Beyond having the chance to see Oyelowo play against type by taking up the role of a Nigerian trapped in Mexico and continually screaming for his life (in a comedic way), my primary interest in Gringo was director Nash Edgerton (brother of Joel). He’s a veteran stuntman who’s also made some short films and one great Australian neo-noir, The Square. Gringo has a lot in common with The Square, as it deals with an average guy caught up in lots of criminal activity, although this later film is an overt comedy that tries to bring in so many other pieces.
Compared to a more insular Australian drama, Gringo packs in a lot of story and characters, but not always to the best degree. While reasonably expansive, as the film visits more locations than I would have assumed, the film takes its time to start moving into the kind of area it wants to be in. Having numerous plots can do that when certain players only enter once other ideas move to a new level. For example, Sharlto Copley is having fun as Mitch, a mercenary-turned-humanitarian that is brought in to extract Harold from his situation. It’s a solid role, but it requires an hour of setup to get us to that point. At the same time, Amanda Seyfried plays the naive girlfriend to her drug-mule boyfriend (Harry Treadaway), who is set up well in advance of anything that will require them to interact with anyone else.
This would all be fine if the movie was consistently working as a rollicking black comedy, which matched the reasonably grounded character actions with witty dialogue exchanges or one-liners. Sadly, it’s not as clever as it needs to be to be enjoyable on a consistent level. The work is there from the get-go, as Oyelowo, Edgerton, and Theron are all having fun playing these wacky characters. However, the script by Anthony Tambakis and Matthew Stone does a lot of obvious work to make the gears of this machine function, so the plot makes plenty of sense, even if the comedy feels undercooked in the process of getting to its more engaging second half.
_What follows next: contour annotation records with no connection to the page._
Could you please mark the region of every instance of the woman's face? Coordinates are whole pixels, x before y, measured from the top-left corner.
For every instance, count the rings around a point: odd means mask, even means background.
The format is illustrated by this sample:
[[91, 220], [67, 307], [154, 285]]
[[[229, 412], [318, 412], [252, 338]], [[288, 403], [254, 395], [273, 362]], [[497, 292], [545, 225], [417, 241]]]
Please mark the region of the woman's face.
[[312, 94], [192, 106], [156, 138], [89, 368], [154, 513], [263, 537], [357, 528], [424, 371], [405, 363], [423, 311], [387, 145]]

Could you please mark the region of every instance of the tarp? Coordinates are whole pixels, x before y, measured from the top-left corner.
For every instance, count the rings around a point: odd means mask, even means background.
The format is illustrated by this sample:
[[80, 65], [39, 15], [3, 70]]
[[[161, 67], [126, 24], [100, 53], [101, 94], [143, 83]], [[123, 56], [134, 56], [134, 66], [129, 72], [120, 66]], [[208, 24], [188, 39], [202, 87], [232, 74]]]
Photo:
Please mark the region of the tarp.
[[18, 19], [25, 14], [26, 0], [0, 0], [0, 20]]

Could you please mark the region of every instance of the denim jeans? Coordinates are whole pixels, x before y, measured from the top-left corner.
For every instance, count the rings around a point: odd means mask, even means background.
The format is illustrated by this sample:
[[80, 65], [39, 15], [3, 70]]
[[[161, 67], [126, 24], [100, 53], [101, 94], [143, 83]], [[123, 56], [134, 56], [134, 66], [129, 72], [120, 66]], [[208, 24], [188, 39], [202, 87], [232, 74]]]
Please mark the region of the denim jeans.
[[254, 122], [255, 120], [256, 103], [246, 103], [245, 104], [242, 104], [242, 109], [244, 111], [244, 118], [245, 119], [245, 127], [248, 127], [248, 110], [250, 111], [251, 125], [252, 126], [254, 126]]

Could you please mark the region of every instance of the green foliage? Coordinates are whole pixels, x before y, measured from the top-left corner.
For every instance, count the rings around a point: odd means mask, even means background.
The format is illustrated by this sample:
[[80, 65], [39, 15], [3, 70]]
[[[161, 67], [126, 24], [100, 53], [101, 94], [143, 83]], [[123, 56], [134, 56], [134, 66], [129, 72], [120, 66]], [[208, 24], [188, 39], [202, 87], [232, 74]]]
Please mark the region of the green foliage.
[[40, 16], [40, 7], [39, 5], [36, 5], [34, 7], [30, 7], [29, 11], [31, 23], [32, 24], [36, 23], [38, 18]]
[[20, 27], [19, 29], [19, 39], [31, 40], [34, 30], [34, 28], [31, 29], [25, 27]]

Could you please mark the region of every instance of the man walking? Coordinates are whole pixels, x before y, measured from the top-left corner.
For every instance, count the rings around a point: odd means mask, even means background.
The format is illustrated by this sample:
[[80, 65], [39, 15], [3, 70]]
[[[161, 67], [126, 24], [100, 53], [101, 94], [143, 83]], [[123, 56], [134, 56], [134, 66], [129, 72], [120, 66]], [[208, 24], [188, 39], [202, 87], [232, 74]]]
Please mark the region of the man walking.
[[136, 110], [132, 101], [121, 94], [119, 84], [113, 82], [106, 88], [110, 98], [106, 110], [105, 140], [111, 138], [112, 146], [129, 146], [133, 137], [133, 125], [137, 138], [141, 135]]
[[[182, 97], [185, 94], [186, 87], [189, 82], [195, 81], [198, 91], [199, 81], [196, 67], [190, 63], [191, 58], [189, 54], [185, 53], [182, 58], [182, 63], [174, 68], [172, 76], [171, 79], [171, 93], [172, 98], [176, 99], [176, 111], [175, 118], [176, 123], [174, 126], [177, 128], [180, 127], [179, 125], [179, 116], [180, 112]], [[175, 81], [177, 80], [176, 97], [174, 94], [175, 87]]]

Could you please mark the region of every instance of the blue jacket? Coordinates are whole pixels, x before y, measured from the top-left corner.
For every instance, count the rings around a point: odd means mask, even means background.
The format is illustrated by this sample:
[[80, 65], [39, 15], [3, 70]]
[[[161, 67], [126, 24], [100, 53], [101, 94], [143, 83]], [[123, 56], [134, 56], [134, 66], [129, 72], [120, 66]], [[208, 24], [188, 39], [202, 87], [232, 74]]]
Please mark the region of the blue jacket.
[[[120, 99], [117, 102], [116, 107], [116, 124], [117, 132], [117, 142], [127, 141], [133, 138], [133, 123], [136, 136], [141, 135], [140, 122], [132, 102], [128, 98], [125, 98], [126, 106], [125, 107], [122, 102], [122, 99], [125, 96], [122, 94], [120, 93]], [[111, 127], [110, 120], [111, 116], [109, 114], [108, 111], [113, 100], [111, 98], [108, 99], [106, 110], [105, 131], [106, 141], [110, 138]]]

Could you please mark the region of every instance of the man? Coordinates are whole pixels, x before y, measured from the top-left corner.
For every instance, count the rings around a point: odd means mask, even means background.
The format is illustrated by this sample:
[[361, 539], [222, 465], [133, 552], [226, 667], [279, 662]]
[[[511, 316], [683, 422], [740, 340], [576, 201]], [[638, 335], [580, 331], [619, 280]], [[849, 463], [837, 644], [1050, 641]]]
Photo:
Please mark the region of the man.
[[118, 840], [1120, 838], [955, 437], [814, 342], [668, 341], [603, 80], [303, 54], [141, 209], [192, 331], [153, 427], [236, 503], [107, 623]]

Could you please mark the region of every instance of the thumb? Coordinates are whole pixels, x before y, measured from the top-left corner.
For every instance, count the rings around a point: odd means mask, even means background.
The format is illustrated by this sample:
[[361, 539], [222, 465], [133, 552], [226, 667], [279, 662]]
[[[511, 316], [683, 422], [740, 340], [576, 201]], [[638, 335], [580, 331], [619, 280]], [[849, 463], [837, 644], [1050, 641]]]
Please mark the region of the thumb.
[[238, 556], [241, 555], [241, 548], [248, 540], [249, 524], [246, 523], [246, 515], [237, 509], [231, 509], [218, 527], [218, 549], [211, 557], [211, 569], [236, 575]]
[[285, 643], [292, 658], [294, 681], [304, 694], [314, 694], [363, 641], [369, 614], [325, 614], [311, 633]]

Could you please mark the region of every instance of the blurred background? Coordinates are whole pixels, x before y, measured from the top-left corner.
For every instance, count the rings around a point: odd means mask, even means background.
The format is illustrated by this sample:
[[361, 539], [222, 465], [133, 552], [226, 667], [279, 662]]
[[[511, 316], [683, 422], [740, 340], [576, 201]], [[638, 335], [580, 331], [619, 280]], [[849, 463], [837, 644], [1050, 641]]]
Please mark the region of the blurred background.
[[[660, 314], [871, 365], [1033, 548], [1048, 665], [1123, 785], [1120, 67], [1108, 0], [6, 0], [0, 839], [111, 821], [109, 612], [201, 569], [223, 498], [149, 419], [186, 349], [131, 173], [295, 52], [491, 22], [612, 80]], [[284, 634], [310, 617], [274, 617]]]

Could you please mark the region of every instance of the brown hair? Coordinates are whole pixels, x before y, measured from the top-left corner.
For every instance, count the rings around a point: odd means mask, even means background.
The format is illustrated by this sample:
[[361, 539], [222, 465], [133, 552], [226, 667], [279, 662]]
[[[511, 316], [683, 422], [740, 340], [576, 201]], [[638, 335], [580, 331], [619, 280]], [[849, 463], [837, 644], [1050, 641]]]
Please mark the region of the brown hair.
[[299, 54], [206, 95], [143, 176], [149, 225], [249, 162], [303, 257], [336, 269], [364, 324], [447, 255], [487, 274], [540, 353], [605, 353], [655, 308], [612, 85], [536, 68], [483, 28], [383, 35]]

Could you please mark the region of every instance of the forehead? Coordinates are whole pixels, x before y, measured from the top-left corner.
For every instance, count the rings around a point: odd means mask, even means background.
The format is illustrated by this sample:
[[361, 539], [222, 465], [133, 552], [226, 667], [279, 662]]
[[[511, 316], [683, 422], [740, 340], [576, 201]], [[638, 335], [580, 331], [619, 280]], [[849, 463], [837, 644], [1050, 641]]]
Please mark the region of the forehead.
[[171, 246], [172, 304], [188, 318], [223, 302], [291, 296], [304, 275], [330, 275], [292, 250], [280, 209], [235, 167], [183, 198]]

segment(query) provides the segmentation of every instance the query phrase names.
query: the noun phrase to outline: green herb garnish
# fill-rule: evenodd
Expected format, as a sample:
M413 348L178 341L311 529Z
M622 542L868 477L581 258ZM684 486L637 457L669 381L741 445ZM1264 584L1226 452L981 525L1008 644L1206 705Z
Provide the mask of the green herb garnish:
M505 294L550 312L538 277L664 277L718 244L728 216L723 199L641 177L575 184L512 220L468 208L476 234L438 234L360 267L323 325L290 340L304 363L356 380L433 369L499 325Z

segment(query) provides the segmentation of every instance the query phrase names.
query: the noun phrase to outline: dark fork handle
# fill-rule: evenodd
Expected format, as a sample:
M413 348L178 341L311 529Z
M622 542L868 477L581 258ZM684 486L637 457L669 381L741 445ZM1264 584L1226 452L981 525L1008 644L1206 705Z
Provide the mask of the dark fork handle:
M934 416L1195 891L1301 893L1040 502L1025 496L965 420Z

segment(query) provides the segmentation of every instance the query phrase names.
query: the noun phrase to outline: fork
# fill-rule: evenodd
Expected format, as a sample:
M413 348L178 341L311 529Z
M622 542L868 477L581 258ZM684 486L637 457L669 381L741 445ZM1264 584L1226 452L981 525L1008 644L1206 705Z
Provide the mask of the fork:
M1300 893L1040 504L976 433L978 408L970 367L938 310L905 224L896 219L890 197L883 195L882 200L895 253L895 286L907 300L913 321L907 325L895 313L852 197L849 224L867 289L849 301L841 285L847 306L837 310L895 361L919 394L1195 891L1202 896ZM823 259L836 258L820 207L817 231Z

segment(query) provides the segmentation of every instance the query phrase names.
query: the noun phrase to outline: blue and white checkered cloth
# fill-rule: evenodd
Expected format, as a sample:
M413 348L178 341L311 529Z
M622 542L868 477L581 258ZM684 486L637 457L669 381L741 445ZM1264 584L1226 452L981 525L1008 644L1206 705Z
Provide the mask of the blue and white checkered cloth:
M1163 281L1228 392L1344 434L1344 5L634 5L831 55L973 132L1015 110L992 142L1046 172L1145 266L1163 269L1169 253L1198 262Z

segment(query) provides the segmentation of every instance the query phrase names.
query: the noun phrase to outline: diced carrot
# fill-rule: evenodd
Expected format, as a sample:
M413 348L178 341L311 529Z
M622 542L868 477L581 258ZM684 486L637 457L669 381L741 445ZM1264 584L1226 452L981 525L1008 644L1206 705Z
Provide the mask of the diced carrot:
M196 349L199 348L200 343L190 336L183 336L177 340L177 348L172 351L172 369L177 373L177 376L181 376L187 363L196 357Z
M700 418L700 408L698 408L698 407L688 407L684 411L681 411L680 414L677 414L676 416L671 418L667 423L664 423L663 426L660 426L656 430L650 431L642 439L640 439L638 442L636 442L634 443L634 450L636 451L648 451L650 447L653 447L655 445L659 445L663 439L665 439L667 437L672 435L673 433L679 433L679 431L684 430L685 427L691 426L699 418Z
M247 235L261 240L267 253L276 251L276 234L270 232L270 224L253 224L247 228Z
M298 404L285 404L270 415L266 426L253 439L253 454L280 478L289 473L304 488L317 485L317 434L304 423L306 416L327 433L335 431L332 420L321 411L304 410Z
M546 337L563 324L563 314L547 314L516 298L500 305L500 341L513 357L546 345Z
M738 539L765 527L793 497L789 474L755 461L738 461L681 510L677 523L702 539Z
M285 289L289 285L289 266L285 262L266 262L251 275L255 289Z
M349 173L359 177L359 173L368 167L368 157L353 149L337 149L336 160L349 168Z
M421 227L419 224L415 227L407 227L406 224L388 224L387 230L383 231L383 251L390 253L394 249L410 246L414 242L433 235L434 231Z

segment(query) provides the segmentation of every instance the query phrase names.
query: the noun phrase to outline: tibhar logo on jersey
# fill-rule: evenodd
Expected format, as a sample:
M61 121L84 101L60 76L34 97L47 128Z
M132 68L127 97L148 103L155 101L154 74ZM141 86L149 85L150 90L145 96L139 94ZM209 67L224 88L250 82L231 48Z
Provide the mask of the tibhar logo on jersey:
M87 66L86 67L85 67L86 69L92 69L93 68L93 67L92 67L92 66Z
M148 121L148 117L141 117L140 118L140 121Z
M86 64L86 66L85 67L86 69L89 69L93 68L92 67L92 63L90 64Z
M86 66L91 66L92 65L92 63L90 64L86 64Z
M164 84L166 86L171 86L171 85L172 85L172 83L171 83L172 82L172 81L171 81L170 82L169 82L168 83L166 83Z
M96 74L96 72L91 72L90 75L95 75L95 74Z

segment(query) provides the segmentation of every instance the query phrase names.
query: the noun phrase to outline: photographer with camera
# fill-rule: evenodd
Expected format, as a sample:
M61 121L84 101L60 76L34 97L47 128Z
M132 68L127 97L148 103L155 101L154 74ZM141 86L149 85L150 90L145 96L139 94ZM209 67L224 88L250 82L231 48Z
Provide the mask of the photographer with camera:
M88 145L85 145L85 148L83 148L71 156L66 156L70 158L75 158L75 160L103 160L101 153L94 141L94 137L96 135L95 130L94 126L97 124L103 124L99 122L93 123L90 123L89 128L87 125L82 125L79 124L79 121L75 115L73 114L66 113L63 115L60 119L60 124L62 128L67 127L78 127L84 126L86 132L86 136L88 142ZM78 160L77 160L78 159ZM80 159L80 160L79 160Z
Oddly, I find myself criticizing Gringo for essentially not being messy enough. All the pieces align and make sense in this film, even if some of the concepts are absurd. There is real weight given to the type of danger various characters put themselves into, and much of the violence is not underplayed for the sake of goofy storytelling. So the stakes are high enough and the reaction the more outlandish characters have to them makes for some fun ways to subvert exceptions. Still, the movie takes its time getting to these more significant points and the journey there is either expected or not as engaging due to the higher level of craft placed on logic than personality.
I guess I could say the film doesn’t have the sort of spark needed for the material it is working with. There were plenty of enjoyable aspects, which is why its eventual placement on Prime will be ideal for the potential viewers surfing through streaming options, but Gringo is not exactly the freshest take on this sort of idea. Oyelowo is still a highlight of the film, as the classically trained actor gets to be the untraditional star of a movie like this and really play his part for all its worth, so there is value there. I only wish the rest of the film was more enjoyable than merely serviceable.